Peng Pai-hsien (彭百顯; born 14 June 1949) is a Taiwanese politician.

==Political career==
He served in the Legislative Yuan from 1990 to 1997 as a member of the Democratic Progressive Party. Peng was a member of the DPP's Justice Alliance faction until he left the party in 1997 to run for the Nantou County magistracy as an independent. Peng left the legislature on 20 December 1997 to take office as Nantou County magistrate. Nantou County was hit hard by the 1999 Jiji earthquake, and in November 2000, Peng was charged with corruption while the Nantou District Prosecutors' Office investigated financial improprieties in the aftermath of the rescue effort. Peng was indicted in January 2001, but returned to his duties as magistrate.
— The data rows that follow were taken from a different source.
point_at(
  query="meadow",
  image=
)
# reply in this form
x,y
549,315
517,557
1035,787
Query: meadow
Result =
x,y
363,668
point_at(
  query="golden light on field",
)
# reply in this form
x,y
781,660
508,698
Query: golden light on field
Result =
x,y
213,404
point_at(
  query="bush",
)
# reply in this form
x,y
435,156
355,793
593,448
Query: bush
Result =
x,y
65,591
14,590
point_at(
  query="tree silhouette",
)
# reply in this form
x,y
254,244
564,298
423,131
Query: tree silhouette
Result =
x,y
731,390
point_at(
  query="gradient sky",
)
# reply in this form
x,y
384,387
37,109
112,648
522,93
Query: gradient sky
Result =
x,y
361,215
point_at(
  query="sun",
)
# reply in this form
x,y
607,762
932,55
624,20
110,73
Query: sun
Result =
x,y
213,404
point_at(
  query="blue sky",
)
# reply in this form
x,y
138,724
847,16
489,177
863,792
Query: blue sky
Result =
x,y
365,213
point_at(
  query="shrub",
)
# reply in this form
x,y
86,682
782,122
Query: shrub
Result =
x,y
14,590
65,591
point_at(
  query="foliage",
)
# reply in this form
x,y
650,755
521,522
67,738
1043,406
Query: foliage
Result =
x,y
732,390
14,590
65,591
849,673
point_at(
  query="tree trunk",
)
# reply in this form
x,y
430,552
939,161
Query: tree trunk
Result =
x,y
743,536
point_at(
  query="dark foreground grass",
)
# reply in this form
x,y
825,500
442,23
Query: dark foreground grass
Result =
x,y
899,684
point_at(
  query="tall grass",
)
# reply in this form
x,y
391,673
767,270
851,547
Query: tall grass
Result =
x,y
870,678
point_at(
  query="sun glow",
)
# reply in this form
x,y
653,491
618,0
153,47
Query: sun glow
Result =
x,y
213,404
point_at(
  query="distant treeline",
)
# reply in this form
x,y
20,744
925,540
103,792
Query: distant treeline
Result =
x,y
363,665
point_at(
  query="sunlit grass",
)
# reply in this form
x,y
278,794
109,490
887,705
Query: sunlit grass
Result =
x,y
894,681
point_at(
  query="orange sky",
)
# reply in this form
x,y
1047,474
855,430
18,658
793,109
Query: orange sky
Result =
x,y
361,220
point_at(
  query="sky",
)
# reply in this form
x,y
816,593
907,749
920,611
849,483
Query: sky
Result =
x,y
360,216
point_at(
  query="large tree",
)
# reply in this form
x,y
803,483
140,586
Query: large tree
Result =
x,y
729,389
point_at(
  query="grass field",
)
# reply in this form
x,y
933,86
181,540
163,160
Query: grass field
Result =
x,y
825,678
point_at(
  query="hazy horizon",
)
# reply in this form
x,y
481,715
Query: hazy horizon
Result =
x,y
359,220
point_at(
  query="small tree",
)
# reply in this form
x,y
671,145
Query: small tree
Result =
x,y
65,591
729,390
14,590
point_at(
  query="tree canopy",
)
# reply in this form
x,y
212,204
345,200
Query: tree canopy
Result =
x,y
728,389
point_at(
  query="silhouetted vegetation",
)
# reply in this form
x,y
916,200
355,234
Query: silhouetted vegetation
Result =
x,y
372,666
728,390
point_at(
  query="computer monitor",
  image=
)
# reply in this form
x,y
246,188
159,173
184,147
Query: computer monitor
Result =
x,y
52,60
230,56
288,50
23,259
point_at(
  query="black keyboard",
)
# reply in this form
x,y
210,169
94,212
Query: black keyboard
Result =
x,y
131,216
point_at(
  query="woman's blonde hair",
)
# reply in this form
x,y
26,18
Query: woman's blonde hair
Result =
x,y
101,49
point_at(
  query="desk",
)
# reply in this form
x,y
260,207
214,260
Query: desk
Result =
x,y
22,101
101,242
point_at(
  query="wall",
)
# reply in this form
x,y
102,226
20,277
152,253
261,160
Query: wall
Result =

The Supreme Court halted appeals on the case in July 2010, ending legal proceedings against Peng.

In September 2019, the Formosa Alliance announced that its ticket for the 2020 presidential election included Peng as Annette Lu's running mate. Lu and Peng suspended their campaign on 2 November 2019.

After he left the Nantou County magistracy, Peng became an instructor at Kainan University. He is married to Wu Wen-wan.